Long-term outcome after pancreas transplantation

Angelika C. Gruessner, David E.R. Sutherland, Rainer W.G. Gruessner

Research output: Contribution to journalReview articlepeer-review

74 Scopus citations


Purpose of review: Pancreas transplantation provides the only proven method to restore long-term normoglycemia in patients with insulin-dependent diabetes mellitus. Although many studies describe the very important risk factors for short-term survival of a pancreas transplant, there is not a lot of information available about factors that distinguish short-term from long-term graft function.

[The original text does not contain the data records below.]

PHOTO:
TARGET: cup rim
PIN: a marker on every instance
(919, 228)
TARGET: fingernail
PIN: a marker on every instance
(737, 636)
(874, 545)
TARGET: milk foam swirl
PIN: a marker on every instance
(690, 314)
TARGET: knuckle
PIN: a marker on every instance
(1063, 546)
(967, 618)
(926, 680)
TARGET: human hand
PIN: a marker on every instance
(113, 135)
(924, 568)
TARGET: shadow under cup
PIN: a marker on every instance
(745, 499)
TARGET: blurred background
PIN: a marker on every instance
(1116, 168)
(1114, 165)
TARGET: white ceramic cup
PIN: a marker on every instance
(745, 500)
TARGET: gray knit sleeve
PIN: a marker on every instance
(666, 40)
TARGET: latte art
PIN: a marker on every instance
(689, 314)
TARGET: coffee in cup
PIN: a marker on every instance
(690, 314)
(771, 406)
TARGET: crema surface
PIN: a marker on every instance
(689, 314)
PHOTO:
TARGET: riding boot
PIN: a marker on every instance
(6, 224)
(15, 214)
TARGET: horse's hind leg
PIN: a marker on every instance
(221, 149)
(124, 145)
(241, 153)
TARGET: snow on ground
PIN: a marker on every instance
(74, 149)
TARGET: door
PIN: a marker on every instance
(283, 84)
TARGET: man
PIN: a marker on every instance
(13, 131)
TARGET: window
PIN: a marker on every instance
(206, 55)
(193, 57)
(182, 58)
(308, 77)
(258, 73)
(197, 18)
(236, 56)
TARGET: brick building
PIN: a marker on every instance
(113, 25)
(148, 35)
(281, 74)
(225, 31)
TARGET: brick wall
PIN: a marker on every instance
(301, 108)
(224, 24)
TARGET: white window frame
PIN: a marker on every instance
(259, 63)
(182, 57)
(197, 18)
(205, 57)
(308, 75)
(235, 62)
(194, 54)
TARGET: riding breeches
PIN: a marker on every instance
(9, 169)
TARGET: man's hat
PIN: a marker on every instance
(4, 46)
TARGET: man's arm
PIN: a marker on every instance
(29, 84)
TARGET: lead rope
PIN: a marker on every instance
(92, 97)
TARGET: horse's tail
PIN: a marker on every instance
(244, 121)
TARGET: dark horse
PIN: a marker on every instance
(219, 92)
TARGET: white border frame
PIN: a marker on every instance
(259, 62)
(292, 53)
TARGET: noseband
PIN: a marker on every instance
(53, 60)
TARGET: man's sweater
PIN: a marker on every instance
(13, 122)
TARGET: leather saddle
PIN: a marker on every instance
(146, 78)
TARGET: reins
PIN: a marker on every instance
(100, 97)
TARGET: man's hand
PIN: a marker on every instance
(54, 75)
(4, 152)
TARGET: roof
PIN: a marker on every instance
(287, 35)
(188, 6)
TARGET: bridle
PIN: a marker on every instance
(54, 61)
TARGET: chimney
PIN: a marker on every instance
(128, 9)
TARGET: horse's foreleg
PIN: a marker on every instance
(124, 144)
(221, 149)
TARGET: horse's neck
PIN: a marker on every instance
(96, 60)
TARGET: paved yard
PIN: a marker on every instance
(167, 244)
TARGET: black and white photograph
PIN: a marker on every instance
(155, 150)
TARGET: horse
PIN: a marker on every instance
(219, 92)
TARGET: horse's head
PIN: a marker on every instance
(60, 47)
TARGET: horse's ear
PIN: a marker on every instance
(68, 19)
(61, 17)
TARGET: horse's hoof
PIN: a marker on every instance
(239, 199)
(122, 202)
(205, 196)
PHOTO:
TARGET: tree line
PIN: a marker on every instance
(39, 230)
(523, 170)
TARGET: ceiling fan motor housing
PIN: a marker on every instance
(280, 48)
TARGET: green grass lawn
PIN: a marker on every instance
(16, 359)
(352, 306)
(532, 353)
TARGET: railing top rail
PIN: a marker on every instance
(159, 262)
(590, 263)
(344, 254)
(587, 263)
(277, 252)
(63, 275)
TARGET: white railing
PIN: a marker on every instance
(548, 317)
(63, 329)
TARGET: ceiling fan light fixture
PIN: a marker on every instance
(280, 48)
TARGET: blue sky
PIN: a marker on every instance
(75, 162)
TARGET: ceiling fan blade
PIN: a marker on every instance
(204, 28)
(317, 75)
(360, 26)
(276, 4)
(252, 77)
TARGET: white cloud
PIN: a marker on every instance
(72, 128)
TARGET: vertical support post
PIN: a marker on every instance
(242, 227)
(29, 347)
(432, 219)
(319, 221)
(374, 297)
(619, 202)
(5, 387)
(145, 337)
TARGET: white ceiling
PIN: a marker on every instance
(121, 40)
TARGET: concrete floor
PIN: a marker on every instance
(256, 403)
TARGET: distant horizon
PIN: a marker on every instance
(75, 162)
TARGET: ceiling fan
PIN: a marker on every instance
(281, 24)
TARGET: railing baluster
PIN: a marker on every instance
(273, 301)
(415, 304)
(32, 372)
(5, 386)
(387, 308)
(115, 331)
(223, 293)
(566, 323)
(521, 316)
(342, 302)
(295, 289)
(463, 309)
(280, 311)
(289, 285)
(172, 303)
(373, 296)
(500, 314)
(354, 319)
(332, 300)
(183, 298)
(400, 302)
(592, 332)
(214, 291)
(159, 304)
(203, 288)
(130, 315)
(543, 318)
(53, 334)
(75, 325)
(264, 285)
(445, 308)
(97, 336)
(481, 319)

Recent findings: The analysis of 18159 pancreas transplants from the International Pancreas Transplant Registry, performed from 25 July 1978 to 31 December 2005, showed an improvement not only in short-term but also in long-term graft function. Most recent 5-year, 10-year and 20-year graft function for transplants with the appropriate follow-up time showed 80, 68 and 45%, respectively, for simultaneous pancreas/kidney transplants; 62, 46 and 16%, respectively, for pancreas after kidney; and 59, 39 and 12%, respectively, for pancreas transplants alone. Important factors influencing long-term function were factors that described the quality of the deceased donor. Pancreas transplants in younger or African-American recipients showed a higher risk of graft failure. Anti-T-cell induction therapy had a significant impact on long-term survival in solitary transplants. Summary: With a careful donor selection, not only short-term but also long-term pancreas graft function and, therefore, good metabolic control can be achieved for the diabetic patient.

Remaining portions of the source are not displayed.